Апрель 1986 года выдался ясный и теплый. В ночь с пятницы на субботу 26-го числа Оксана проснулась от грохота. В Припяти были богатые на грибы и ягоды леса — летом делали много заготовок. Женщина решила, что у одной из банок сорвало крышку. Услышав другой такой же звук, удивилась, что крышку сорвало сразу у двух, но спокойно заснула.
Утром Сережа собрался ехать на дачу к маме друга. Доехал на велосипеде до края города, а у выезда стояли военные и милиция — никого не выпускали. Хотел их объехать через лес, но те побежали за ним, сказали: «Ты, парень, так не шути, а то велосипед заберем».
По городу ездили машины, поливали асфальт и тротуары. Милиционеры ходили в респираторах. Был теплый выходной день, на улицах было много свадеб, женщины катили коляски, по тротуарам бегали дети. О том, что случилось, Сережа узнал от родственника.
— По дороге обратно я встретил кума Игоря, — вспоминает Сергей, — он работал на строительстве пятого и шестого энергоблока, в момент взрыва был метрах в пятистах от реактора. Игорь мне все рассказал. Их вагончик-раздевалка был под четвертым блоком, позже мы узнаем, что дедушка, который его охранял, умер.
Сергей примчался домой, бросил велосипед в подъезде. Разделся, сложил вещи в таз, сам пошел в ванну. Наказал Оксане сшить детям толстые марлевые повязки — она сначала не верила, что произошел взрыв. Соседка, врач-онколог, объяснила, что нужно быстро пропылесосить и сделать влажную уборку.
— Стояла такая жара, батареи жарили вовсю, — рассказывает Сергей. — Я залез на чердак, перекрыл вентили. С крыши девятиэтажки все видно как на ладони. Из развалин реактора шел легкий дымок. Это было похоже на потухший костер.
Прибежали волонтеры из городской администрации, стали разносить по квартирам йодные таблетки. Оксане отсыпали горстку и попросили разнести по всему этажу.

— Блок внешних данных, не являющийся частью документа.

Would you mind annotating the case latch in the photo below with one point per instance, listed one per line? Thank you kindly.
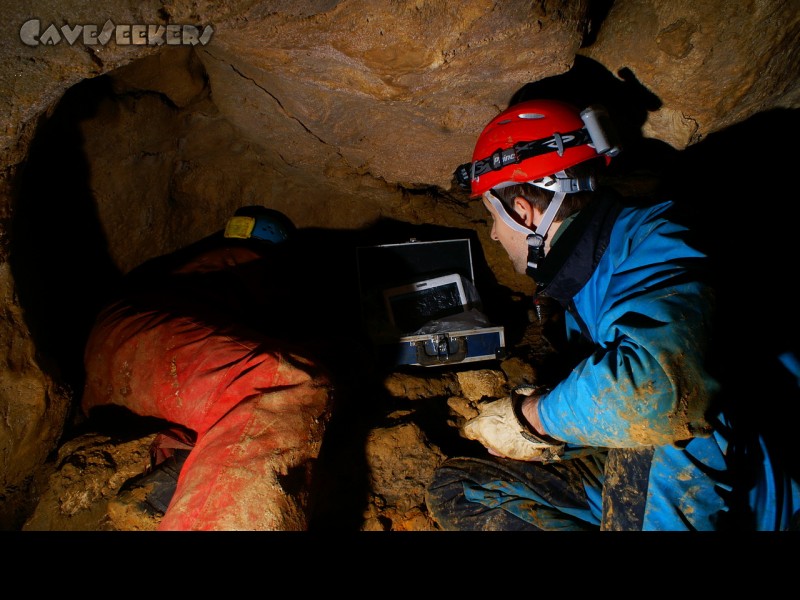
(441, 348)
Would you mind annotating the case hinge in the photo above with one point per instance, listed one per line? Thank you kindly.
(441, 348)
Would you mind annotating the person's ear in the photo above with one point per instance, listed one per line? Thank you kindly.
(525, 211)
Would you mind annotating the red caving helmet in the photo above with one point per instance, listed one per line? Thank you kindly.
(533, 140)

— А я смотрю на эту горсточку, — рассказывает она, — их так мало, я говорю: «А детям?», мне отвечают: «А детям в понедельник в садике дадут». Я посидела, подумала: дадут — не дадут, уж лучше я дам. И когда стучала в квартиры, разносила эти таблетки, говорила, что произошла авария, а соседи на меня смотрели, крутили пальцем у виска и закрывали дверь. Никто не верил и не понимал масштабы бедствия.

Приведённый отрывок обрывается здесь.